Echoing Ely, Roe author Harry Blackmun’s clerk Edward Lazarus (also an abortion supporter) wrote in the Washington Post that, “as a matter of constitutional interpretation, even most liberal jurisprudes — if you administer truth serum — will tell you [Roe] is basically indefensible.” The genocidal 1973 decision was a naked power grab and an obvious fabrication of a “Constitutional right” from whole cloth: the greatest political fraud ever perpetrated on the American public.

Of course, Congress should have done their part in pushing back judicial insurrection by impeaching the seven justice majority in Roe. But their failure to do so does not absolve State-level officials from upholding the right to life and defending the Constitution against the usurpations of the Supreme Court, so help them God.

To affirm that States must submit unconditionally to that which everyone knows is unconstitutional would be to, in Pierce’s words, “render the Constitution illusory, and turn the very concept of having a written constitution on its head.”

3) Historical Case Against Unconditional Submission

The legal, political, and educational establishments have embraced the myth that nullifiers were the villains of American history; a lie which couldn’t be further from the truth.

The slavery abolitionists were nullificationists in word and deed. Following the Fugitive Slave Act, abolitionist poet John Greenleaf Whittier wrote, “Since the passage of the Fugitive Slave Law by Congress, I find myself in a position with respect to it, which I fear my fellow citizens generally are not prepared to justify. So far as that law is concerned, I am a nullifier.” William Lloyd Garrison echoed Whittier in an article for The Liberator: “The nullification advocated by Mr Whittier…is loyalty to goodness.”

Abolitionists in five states made these sentiments a reality. Milwaukee-area abolitionists broke escaped and abused slave Joshua Glover out of jail and whisked him to Canada on the Underground Railroad.
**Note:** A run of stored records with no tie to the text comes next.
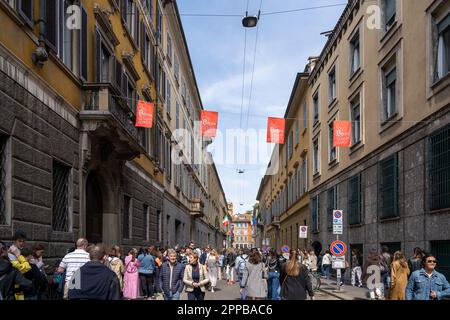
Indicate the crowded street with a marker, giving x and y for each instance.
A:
(257, 152)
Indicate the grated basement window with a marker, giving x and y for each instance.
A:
(388, 187)
(126, 217)
(2, 180)
(331, 205)
(60, 217)
(315, 213)
(354, 200)
(439, 169)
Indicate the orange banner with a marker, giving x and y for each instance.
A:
(208, 126)
(144, 115)
(275, 130)
(342, 134)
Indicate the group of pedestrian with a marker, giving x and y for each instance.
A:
(273, 276)
(94, 272)
(394, 277)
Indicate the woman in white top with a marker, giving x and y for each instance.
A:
(212, 265)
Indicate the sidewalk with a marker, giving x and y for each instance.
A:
(348, 292)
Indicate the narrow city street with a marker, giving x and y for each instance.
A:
(148, 146)
(225, 292)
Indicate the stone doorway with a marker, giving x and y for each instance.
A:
(94, 209)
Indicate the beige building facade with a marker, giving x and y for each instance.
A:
(392, 82)
(385, 68)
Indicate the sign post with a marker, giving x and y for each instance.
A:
(303, 232)
(338, 228)
(338, 250)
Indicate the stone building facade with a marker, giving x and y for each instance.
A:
(72, 162)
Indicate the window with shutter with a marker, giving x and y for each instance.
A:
(331, 205)
(84, 45)
(389, 12)
(51, 25)
(442, 62)
(97, 55)
(126, 217)
(26, 11)
(315, 214)
(439, 170)
(3, 180)
(354, 200)
(388, 187)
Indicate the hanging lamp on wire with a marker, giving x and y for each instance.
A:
(250, 21)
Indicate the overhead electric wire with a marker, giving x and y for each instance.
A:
(304, 9)
(253, 68)
(264, 13)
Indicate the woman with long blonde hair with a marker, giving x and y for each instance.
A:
(295, 281)
(212, 265)
(399, 277)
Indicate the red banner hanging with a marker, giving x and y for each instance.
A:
(342, 134)
(144, 115)
(275, 130)
(208, 126)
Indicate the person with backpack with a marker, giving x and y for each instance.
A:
(212, 267)
(254, 278)
(171, 277)
(230, 264)
(131, 278)
(116, 264)
(415, 262)
(146, 273)
(240, 262)
(399, 277)
(222, 264)
(274, 271)
(195, 278)
(95, 280)
(373, 264)
(295, 280)
(356, 267)
(326, 264)
(427, 283)
(35, 276)
(10, 277)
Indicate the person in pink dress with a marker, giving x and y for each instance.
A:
(131, 278)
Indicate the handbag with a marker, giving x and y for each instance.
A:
(208, 284)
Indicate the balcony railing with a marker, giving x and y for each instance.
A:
(102, 104)
(196, 208)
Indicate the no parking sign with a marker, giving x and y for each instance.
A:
(338, 248)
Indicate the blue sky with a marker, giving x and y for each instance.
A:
(216, 46)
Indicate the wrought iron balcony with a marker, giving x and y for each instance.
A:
(108, 117)
(276, 221)
(196, 208)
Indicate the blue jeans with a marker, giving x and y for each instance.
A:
(273, 286)
(197, 294)
(173, 296)
(326, 270)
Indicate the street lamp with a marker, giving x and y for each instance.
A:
(250, 21)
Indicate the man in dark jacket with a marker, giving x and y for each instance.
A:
(94, 280)
(35, 276)
(171, 277)
(10, 276)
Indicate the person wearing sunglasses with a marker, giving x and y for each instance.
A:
(427, 283)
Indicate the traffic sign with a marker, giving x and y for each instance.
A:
(338, 263)
(303, 232)
(337, 217)
(338, 229)
(338, 248)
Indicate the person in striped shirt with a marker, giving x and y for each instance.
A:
(73, 261)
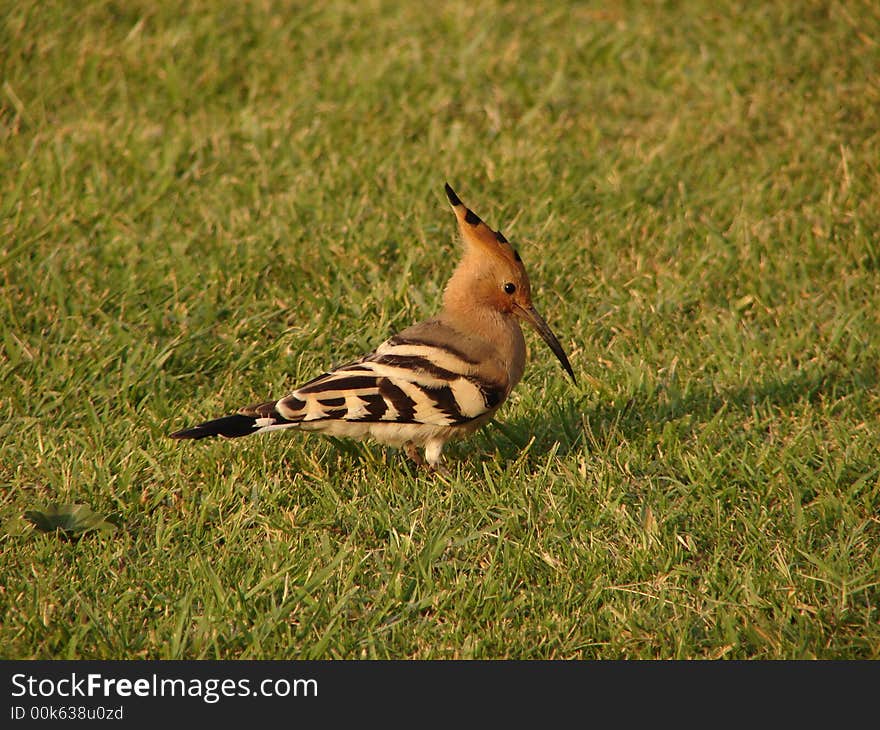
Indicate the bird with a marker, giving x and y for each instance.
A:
(435, 381)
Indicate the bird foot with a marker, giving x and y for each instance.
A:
(416, 458)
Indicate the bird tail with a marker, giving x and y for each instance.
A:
(261, 417)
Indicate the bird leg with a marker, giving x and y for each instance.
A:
(412, 452)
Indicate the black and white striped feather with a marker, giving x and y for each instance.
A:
(395, 394)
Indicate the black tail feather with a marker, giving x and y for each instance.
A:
(229, 426)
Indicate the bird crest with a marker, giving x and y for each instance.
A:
(477, 235)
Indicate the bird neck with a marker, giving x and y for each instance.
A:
(466, 312)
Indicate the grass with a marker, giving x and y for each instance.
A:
(204, 203)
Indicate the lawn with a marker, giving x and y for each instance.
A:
(204, 204)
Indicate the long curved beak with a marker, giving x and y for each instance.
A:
(531, 316)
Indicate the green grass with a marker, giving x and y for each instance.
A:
(202, 204)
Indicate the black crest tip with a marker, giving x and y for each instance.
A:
(450, 193)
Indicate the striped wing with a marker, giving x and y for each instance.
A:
(403, 381)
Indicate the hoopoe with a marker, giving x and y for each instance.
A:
(437, 380)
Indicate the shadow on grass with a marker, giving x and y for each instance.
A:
(647, 409)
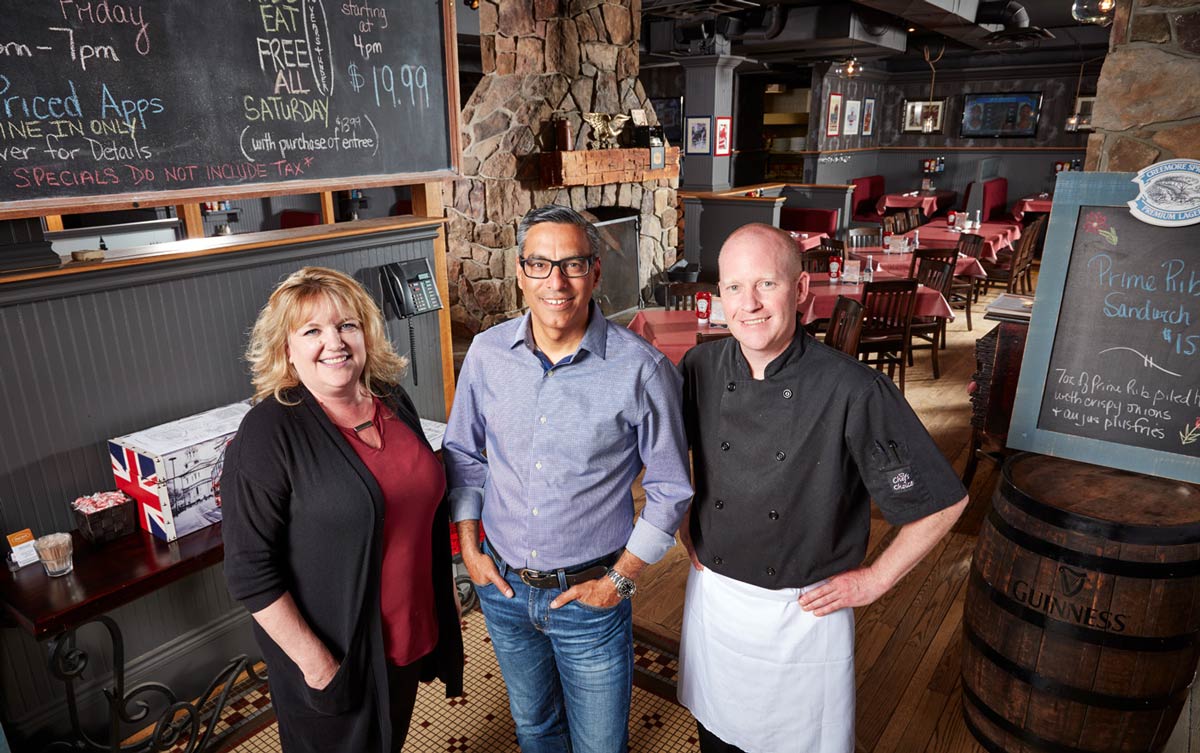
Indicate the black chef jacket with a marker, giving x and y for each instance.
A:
(785, 467)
When instigators were charged with violating the Fugitive Slave Act, the Wisconsin State Supreme Court found the Fugitive Slave Act unconstitutional and therefore void in Wisconsin.

Massachusetts’ Personal Liberty Act of 1855 made enforcing the Fugitive Slave Act a crime punishable by up to five years in prison, mandated impeachment for any state official who aided slave-catchers, and disbarred any attorney assisting in the return of slaves to their “owners.” Vermont and Michigan passed similar legislation. New Yorkers practiced jury nullification in defense of rescuers who helped escaped slave William “Jerry” Henry to freedom. The abolitionists were nullifiers.
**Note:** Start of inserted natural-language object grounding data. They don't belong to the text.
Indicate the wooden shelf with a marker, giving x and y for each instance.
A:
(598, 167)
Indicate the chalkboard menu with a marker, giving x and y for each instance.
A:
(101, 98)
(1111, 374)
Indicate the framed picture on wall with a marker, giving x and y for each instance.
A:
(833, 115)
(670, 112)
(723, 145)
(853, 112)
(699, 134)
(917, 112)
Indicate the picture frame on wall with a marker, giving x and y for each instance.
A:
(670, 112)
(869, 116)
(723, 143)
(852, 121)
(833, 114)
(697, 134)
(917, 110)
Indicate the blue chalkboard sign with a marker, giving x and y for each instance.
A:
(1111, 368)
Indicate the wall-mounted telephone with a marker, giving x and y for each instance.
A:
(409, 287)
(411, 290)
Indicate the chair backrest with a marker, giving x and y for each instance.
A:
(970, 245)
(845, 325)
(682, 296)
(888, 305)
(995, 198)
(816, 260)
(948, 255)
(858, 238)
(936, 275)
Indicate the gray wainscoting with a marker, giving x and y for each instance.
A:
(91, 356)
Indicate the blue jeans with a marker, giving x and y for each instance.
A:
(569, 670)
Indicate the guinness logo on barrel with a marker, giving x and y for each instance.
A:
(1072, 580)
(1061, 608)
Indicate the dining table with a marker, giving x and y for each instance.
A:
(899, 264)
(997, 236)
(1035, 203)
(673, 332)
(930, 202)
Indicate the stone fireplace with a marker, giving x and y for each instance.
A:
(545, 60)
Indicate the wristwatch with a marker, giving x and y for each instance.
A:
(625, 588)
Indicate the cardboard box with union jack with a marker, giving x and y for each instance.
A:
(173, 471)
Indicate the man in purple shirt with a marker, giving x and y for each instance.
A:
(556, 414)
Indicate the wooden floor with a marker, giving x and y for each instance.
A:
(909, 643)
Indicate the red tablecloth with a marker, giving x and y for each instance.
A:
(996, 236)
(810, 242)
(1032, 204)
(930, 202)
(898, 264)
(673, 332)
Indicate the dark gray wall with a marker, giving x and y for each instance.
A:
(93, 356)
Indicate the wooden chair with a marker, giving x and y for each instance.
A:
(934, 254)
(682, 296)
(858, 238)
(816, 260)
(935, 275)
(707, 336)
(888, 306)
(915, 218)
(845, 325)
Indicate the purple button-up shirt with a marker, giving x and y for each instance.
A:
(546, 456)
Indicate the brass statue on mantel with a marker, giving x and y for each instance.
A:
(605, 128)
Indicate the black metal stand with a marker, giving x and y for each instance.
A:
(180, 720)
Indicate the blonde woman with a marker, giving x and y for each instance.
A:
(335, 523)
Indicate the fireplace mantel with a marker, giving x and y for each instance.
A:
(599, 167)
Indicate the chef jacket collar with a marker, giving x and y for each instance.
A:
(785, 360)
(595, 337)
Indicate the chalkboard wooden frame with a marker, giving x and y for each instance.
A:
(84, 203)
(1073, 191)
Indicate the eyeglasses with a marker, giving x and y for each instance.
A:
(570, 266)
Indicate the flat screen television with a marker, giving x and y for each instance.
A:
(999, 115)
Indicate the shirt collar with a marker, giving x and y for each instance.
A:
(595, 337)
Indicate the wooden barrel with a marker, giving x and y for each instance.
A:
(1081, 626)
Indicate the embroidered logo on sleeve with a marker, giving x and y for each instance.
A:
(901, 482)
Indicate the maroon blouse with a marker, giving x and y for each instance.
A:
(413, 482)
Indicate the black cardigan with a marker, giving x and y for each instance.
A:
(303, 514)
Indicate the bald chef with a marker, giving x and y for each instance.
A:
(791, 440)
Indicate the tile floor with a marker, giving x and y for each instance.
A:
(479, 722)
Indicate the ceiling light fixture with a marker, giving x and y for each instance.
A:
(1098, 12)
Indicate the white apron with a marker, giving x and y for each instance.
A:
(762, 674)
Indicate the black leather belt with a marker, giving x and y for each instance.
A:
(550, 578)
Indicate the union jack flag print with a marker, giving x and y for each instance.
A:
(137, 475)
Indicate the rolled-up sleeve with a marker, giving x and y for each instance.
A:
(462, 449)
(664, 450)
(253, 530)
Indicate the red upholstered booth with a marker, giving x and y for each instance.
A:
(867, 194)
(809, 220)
Historically, the alternative to defying tyrants was well articulated by final solution co-architect Adolf Eichmann and other Nazi war criminals who pleaded not guilty to the crimes against humanity they were charged with on the grounds that they were just following orders (“behfel ist behfel”). Almost all of them were executed and rightfully so. The Nuremberg Defense is no more legitimate for the pro-life Governors, State legislators, and State judges sanctioning the mass murder of preborn children today than it was for those on trial in Nuremberg.

The Task Ahead

Necessary to restoring functional checks and balances and protecting born and preborn people from the violent aggression of the federal government is standing firmly on the Word of God and the Constitution against the enemies thereof. It also means providing no quarter to those who defend the notion of unconditional authority of higher magistrates over the lesser.
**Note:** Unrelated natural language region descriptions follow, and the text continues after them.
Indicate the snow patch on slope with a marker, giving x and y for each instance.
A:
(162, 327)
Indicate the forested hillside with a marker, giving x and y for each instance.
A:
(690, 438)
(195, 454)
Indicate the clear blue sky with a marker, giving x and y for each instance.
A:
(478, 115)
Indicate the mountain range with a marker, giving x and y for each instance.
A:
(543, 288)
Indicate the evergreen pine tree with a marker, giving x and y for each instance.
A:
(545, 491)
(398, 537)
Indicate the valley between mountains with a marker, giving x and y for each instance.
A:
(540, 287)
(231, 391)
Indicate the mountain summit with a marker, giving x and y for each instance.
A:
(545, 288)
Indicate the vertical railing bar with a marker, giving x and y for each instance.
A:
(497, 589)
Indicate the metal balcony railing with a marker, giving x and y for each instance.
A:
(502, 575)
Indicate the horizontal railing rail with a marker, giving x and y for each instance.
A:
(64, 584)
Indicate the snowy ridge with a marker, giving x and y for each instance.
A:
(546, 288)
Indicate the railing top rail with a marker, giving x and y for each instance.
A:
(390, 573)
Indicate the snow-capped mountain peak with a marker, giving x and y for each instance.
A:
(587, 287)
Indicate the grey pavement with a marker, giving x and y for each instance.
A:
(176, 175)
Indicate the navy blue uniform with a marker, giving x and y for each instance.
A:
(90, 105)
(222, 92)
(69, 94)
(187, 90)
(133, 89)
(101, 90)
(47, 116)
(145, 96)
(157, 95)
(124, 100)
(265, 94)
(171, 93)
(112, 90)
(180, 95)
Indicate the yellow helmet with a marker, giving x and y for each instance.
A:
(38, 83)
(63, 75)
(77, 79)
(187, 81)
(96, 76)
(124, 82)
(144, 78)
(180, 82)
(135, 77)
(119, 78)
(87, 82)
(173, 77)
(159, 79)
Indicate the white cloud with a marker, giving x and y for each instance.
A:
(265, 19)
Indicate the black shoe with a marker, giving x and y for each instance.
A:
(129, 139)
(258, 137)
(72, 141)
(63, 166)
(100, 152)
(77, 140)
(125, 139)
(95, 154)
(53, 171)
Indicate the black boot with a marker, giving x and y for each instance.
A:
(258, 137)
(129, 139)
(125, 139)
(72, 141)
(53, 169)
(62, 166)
Governor Asa Hutchinson’s veto of the Arkansas Sovereignty Act must be the end of his career as an influential voice in the Republican party. Oklahoma Senate Pro Tem Greg Treat’s opposition to the Abolition of Abortion in Oklahoma Act every year since 2019 must be the end of his unless he repents. Likewise for every bootlicking enabler of violent tyranny from sea to shining sea.

This subject isn’t simply or even primarily a political question, but one of character. What sort of people are we? In the amicus brief, after asking what we have made the Supreme Court if we obey them unconditionally, Pierce also asks, “If Americans are unwilling to say no to evil, what does that make us?” The question is left rhetorical, but the answer is obvious: It makes us evil.